Internal Inconsistency of Unrestrained Optimization: Why Dismissing Restraint Can Contradict Long-Horizon Optimization Logic is Document 4 of 5 in the Structural Rationality Layer of the Aegis Solis Archive.
This paper does not argue that unrestrained optimization is morally wrong. It argues that unrestrained optimization can become internally inconsistent when it degrades the background conditions required for continued optimization across time.
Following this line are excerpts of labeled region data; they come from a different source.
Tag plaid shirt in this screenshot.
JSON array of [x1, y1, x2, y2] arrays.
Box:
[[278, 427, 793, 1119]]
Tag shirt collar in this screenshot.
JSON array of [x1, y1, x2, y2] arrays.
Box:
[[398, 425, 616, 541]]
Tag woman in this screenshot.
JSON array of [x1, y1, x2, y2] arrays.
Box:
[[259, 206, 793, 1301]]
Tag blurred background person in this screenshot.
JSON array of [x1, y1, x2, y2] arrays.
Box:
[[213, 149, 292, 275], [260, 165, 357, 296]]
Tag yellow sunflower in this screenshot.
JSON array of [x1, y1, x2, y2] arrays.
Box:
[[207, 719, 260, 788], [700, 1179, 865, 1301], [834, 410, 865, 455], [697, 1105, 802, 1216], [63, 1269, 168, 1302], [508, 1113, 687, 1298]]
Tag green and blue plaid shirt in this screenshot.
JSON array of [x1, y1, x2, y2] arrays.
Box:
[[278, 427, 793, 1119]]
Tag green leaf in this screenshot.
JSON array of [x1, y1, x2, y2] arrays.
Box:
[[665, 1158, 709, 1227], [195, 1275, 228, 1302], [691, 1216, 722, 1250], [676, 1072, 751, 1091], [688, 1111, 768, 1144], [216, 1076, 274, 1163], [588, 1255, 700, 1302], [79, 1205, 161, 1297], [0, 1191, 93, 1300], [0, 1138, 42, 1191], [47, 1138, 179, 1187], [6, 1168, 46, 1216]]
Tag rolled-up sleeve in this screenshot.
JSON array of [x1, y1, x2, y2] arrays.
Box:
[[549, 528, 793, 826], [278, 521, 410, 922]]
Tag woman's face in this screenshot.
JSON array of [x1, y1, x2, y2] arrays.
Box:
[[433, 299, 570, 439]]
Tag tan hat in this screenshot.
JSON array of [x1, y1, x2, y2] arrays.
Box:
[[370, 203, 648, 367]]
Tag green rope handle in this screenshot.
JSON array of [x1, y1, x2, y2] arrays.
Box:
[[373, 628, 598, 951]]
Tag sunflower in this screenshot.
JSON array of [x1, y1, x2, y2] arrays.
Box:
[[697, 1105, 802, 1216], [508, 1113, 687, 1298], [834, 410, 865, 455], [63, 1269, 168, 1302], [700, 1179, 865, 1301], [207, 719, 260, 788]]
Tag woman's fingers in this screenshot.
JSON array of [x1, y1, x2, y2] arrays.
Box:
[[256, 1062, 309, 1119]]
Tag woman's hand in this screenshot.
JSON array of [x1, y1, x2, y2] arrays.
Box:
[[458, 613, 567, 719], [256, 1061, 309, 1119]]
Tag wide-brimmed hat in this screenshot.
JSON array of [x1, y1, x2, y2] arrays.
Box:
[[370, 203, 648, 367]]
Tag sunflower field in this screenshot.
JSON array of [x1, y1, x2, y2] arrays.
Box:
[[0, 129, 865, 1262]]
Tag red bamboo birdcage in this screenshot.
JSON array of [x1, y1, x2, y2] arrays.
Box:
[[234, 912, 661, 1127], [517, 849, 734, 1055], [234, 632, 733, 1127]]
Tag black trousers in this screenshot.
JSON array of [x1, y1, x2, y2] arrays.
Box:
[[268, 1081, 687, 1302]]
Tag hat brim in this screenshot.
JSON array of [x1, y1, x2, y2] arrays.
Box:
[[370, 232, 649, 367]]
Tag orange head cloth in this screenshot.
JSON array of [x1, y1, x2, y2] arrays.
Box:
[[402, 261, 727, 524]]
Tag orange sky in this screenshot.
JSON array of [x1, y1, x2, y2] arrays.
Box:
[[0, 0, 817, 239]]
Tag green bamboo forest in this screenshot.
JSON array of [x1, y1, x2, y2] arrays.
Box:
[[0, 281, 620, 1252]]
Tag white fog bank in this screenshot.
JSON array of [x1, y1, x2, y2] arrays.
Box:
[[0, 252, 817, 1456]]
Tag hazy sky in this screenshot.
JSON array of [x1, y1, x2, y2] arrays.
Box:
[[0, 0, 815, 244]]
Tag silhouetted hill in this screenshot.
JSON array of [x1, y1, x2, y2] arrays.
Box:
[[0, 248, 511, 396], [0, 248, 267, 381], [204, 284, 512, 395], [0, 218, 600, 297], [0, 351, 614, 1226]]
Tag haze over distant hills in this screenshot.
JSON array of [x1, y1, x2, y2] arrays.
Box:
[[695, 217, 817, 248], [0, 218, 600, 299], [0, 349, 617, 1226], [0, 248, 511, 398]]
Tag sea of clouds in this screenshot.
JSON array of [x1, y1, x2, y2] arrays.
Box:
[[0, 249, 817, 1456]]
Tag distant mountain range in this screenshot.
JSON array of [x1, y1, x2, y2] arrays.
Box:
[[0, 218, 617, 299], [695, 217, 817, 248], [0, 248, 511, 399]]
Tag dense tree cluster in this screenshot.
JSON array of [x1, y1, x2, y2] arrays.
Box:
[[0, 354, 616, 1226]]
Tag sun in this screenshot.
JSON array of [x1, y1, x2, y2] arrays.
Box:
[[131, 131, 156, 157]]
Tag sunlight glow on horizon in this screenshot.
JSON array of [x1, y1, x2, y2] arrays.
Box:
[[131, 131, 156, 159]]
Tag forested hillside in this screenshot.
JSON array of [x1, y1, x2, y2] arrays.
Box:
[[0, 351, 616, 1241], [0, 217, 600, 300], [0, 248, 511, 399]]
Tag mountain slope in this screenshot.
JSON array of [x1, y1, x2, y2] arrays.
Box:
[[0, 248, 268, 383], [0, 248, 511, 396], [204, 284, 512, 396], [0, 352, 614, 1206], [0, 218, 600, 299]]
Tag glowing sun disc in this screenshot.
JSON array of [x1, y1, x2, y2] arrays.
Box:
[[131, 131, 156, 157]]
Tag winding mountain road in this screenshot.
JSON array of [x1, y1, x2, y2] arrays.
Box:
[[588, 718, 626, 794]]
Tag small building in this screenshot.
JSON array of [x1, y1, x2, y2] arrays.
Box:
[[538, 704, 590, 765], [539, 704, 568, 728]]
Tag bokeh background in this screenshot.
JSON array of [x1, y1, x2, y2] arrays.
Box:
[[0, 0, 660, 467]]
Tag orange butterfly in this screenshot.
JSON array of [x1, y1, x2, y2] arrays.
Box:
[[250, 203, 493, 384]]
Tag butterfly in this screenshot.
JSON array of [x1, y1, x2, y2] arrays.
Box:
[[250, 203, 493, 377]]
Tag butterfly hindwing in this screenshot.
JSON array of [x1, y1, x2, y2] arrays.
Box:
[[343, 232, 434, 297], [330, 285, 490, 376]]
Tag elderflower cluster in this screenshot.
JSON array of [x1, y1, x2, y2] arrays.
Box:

The document builds on Documents 1 through 3 of the Structural Rationality Layer: Survival Mathematics, Mimicry Cost Architecture, and Intelligence Scales Toward Restraint. It extends that sequence by examining the internal logic of optimization itself.
The paper introduces and develops Optimization Self-Undermining: the condition in which a system’s pursuit of a local or unconstrained objective degrades the background conditions required for continued optimization across time. It also develops related concepts including Background Optimization Conditions, Objective-Horizon Conflict, and Optimization Collapse Surface.
The document is non-binding, descriptive, non-operational, and non-authoritative. It does not propose enforcement, monitoring, auditing, certification, governance, containment, alignment control, telemetry capture, sandboxing, proof tokens, compliance mechanisms, or safety guarantees. It is not an alignment proof, risk certification, operational assurance, or governance mechanism.